Guest Post – Photos & Text by Quin Barrie

I’ve never been a fan of conventional camera straps, particularly the ‘garottes’ camera manufacturers include with their cameras. Aside from being as comfortable as raw burlap sumptuously appointed with ragged wire edging, neck straps have a tendancy to transform a camera into a pendulum of substantial mass; an unfortunate circumstance one discovers in instances like jumping down from a fence, when one is assaulted abdominally by their DLSR. A similar downside of neck straps, is that anytime grip is not maintained on the camera, it acquires the freedom to smack into any object within range, generally with demoralizing consequences.

In considering a solution many years ago, I fashioned one of those really thin camera straps into a simple elegant wrist loop. This worked great in combination with a compact camera bag worn ‘bandolier’ fashion. With this setup, I could carry my old Nikon with wonderful efficiency, storing or accessing with ease, and also keeping it secured to my hand when in use.

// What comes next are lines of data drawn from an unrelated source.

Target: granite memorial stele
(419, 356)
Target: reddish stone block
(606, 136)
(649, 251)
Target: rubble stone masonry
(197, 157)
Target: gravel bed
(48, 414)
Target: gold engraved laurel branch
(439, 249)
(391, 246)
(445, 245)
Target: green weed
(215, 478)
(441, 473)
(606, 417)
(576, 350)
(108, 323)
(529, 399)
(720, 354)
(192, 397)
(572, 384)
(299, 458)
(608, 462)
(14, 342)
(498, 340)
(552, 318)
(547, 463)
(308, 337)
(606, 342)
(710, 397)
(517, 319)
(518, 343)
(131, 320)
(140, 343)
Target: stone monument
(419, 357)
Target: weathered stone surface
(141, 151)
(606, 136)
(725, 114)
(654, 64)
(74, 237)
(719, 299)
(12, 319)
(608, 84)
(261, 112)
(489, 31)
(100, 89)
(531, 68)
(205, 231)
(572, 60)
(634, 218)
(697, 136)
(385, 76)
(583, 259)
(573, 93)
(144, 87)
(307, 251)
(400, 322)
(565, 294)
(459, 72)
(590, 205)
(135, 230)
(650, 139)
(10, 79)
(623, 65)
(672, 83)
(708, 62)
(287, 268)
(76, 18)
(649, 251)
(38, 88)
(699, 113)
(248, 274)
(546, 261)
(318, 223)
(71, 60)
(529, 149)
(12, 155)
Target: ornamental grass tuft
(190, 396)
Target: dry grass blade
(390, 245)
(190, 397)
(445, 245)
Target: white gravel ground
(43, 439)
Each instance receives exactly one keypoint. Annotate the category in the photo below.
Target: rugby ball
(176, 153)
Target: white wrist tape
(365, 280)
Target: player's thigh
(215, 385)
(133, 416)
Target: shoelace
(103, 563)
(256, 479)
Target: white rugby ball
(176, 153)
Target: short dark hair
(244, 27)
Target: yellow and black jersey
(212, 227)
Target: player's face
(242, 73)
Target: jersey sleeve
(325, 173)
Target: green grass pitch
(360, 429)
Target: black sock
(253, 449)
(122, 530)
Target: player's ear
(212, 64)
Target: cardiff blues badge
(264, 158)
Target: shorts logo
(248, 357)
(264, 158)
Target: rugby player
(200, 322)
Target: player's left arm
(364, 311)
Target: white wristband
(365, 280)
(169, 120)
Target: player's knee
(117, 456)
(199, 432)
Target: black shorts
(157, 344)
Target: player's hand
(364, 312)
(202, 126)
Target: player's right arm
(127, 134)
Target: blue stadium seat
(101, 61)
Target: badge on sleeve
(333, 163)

Fast forward a decade or so, when I got my Rebel kit with the full battery grip…

I tried my handy-dandy wrist loop briefly, then I realized I could design something new with the strap bolster on the bottom of the battery grip. I transformed my wrist loop into what is now commonly known as a “hand strap”. This was a quantum leap in comfort, usability and security. When adjusted just so, the palm strap works to not only transfer the load of the camera to the hand and allow the fingers to freely operate the camera with a very light grip, but it also enables you to carry your camera securely with minimum effort. In fact, I need only keep my fingers curved around the grip to keep the cammer affixed to my hand as I walk or scramble along the trails seeking out shots. If I simply straighten my fingers, the camera slides off easily to park into my little bandolier bag when the terrain gets demanding.

My hand strap is a minimalist homemade unit I tailored for my camera (and somewhat large hands), but these days, Canon, Nikon and many third party companies produce more elaborate hand straps. They come in a variety of materials and designs, using leather, leatherette and even neoprene and are generally quite inexpensive, around $15.00 to $35.00.

A hand strap may not be to everyone’s shooting style, but they’re cheap enough to test out at minimal risk. The trick is adjusting it just right, so that it’s snug enough to take the camera load and free up your fingers, yet loose enough to allow you to operate all controls and slip your hand in or out of without hassle. Once it’s adjusted just so, it’s a great way to control and use your camera, and spare your neck and midriff in the bargain.

Perhaps when I start wandering the trails with multiple camera bodies, it will be time to look into the variety of over the shoulder straps, but until then I am delighted with how a hand strap suits the way I shoot.